Éditions PLEIN CHANT

APOSTILLES



THÉÂTRE DU FIGARO


Théâtre du Figaro (Paris, Ferdinand Sartorius), 1861, rassemblait des articles de Monselet, publiés dans le Figaro, alors un petit journal. Le dernier de ces articles, doux-amer, « Comme quoi l'homme de lettres Bourgoin renonça définitivement à écrire des chefs-d’œuvre », mettait en scène l'infortuné Bourgoin une image fantasmée de Monselet journaliste que citera Sainte-Beuve à la fin de son article. 


Frontispice d'après Ch. Voillemot.

OUVERTURE
(par Ch. Monselet)

Vers ce temps-là, il y avait un petit journal intitulé Figaro. On le qualifiait de petit journal parce qu’il était aussi grand que les autres et qu'il s'occupait des questions les plus importantes, telles que la propagation de la gaieté en France, l'élève de l'humour, la culture du plaisir. Dans ce journal, on voulut bien me permettre d'installer une baraque en toile rayée et d'y donner, tous les huit ou quinze jours, une représentation de marionnettes. Il en est résulté une sorte de répertoire dont je détache aujourd'hui quelques fragments. Ces petites compositions, dont l’actualité fait presque tous les frais, improvisations, placées entre l'article et le vaudeville, dialogues de dix minutes, facéties écrites après déjeuner, portraits grands comme l'ongle, vont perdre beaucoup sans doute à leur réimpression en volume. Qu'y faire ? C'est le sort commun aux études de mœurs prises un peu trop sur le vif et sur le nu, fidèles jusqu'à l'outrance, techniques jusqu'au jargon. Ce qui semble devoir les faire vivre est au contraire ce qui contribue le plus promptement à les faire oublier. Elles ont une vitalité prodigieuse, mais pendant vingt-quatre heures seulement ; ce sont les éphémères de la littérature parisienne.

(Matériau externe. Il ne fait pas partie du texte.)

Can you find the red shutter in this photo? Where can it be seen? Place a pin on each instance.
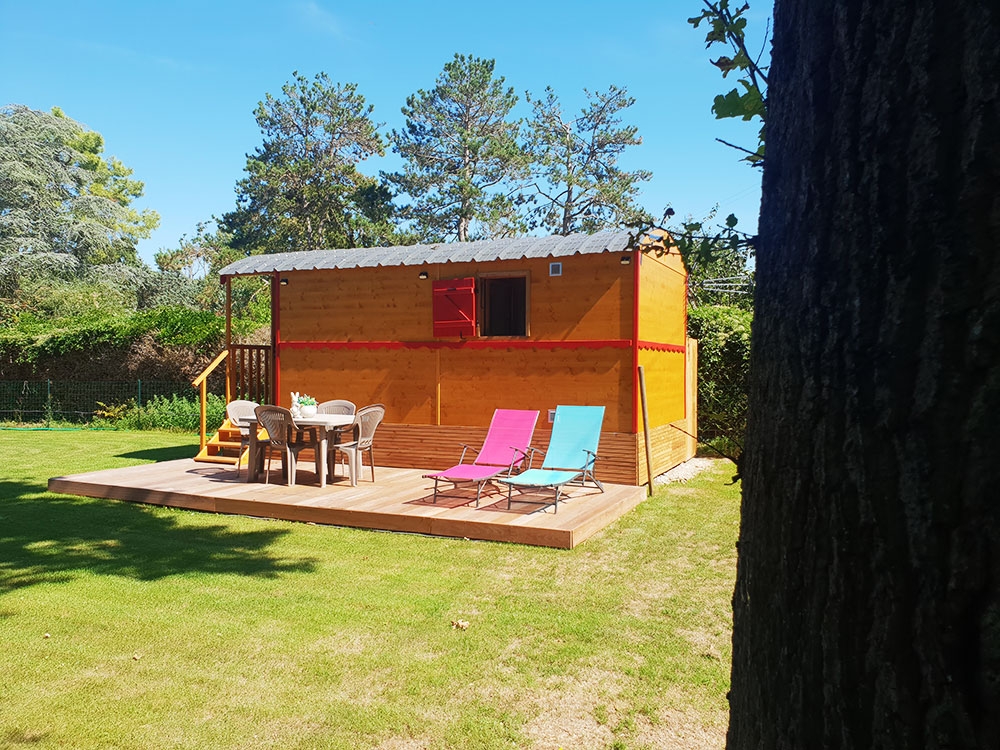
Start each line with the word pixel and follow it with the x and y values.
pixel 455 307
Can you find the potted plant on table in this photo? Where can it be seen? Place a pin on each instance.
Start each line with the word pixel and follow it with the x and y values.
pixel 303 406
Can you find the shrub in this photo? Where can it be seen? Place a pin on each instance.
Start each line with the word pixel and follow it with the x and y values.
pixel 172 413
pixel 723 335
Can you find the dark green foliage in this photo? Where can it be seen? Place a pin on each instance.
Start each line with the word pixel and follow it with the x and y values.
pixel 578 185
pixel 728 27
pixel 173 413
pixel 302 189
pixel 30 339
pixel 59 194
pixel 723 335
pixel 460 153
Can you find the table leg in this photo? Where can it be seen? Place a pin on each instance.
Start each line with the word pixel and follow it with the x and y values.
pixel 252 450
pixel 321 459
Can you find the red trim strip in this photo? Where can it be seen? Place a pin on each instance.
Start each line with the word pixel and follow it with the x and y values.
pixel 481 344
pixel 477 344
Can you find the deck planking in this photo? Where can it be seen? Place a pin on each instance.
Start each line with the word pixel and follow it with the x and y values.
pixel 399 500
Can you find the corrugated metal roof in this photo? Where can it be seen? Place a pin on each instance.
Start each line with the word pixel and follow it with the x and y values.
pixel 415 255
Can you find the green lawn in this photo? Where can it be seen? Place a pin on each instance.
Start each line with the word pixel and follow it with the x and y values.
pixel 137 627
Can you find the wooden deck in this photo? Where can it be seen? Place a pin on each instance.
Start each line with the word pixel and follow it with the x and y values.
pixel 400 500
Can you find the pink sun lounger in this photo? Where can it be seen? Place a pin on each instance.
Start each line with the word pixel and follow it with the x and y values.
pixel 505 446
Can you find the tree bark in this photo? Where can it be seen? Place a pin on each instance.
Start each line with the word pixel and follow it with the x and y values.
pixel 867 602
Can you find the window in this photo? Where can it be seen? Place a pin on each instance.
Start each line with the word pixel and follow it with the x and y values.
pixel 454 307
pixel 504 306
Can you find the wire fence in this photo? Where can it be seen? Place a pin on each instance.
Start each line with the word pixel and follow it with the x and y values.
pixel 40 401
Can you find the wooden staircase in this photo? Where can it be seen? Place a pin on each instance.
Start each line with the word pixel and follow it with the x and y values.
pixel 223 447
pixel 248 375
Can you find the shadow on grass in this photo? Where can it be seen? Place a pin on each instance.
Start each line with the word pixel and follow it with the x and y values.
pixel 171 453
pixel 46 538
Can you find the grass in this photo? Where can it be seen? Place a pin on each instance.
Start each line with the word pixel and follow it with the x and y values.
pixel 135 627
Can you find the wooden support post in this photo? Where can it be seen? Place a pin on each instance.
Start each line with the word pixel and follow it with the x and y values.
pixel 230 365
pixel 204 400
pixel 645 428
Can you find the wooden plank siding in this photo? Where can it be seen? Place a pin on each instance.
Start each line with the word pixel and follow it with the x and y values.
pixel 366 334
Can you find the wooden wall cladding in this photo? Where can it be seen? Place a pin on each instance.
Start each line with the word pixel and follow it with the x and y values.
pixel 592 299
pixel 665 374
pixel 405 380
pixel 463 386
pixel 662 299
pixel 474 383
pixel 670 445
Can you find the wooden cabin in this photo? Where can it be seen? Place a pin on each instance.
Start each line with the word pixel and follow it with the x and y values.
pixel 444 334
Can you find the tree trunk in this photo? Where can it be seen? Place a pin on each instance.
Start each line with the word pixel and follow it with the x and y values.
pixel 867 602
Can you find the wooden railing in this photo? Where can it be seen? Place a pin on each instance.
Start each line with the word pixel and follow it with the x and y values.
pixel 200 383
pixel 249 373
pixel 248 376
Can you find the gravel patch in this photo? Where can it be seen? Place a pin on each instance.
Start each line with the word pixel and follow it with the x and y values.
pixel 685 471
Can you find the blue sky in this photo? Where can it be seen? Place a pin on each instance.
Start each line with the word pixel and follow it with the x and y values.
pixel 172 86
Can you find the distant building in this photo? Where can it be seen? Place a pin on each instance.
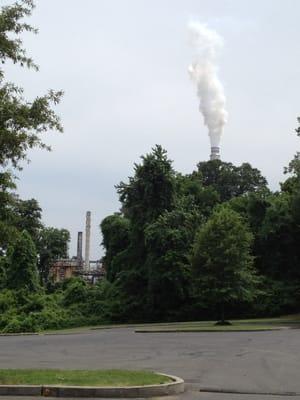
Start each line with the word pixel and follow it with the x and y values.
pixel 89 270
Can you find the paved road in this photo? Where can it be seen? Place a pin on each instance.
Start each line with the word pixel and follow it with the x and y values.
pixel 258 362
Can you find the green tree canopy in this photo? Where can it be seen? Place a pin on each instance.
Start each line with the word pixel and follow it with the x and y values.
pixel 222 259
pixel 21 121
pixel 230 181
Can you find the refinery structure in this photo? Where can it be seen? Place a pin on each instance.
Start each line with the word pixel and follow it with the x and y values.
pixel 90 270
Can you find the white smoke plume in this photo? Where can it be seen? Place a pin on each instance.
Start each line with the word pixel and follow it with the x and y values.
pixel 203 72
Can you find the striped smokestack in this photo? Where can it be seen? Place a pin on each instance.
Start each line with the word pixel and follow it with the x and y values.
pixel 215 153
pixel 79 247
pixel 87 240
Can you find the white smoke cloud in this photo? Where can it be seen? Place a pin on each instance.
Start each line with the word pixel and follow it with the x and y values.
pixel 203 71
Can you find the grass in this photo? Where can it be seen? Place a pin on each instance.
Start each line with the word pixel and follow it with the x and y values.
pixel 112 377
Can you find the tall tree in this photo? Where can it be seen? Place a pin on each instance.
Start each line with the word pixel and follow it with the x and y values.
pixel 21 122
pixel 230 181
pixel 222 260
pixel 169 243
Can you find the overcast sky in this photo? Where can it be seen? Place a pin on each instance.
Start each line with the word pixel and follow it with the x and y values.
pixel 123 67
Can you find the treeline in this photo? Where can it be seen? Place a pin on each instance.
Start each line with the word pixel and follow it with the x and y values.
pixel 188 246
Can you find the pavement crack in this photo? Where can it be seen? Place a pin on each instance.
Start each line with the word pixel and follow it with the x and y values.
pixel 249 392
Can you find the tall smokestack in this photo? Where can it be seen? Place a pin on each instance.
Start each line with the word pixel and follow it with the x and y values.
pixel 79 247
pixel 215 153
pixel 87 239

Je me souhaite à tous les points de vue de relire dans trente ans mon Théâtre du Figaro. Ce sera alors un livre passablement étrange. Le mot exorbitant de la veille sera devenu le mot usuel du lendemain ; la plaisanterie sortie armée et pimpante de mon cerveau aura traîné devant toutes les boîtes de souffleurs ; mon opinion personnelle sur un confrère sera l'opinion de tout le monde. J'étais un paroxyste, je ne serai plus qu'un enragé de modéré ; je m'étais endormi Cyrano de Bergerac, je me réveillerai la Palice.

Heureusement pour les livres de cette sorte il reste les curieux et les bibliophiles, qui arrivent lorsque le public est parti. Il leur suffit, à eux, d'un mot, d'un trait, pour sauvegarder un volume ; ce sont de ces gens qui s'arrêtent rêveurs, pendant une demi-journée, devant une gravure de modes, et qui se surprennent de temps en temps à relire l'Ermite de la Chaussée-d'Antin. Je les ai toujours en vue quand j'écris.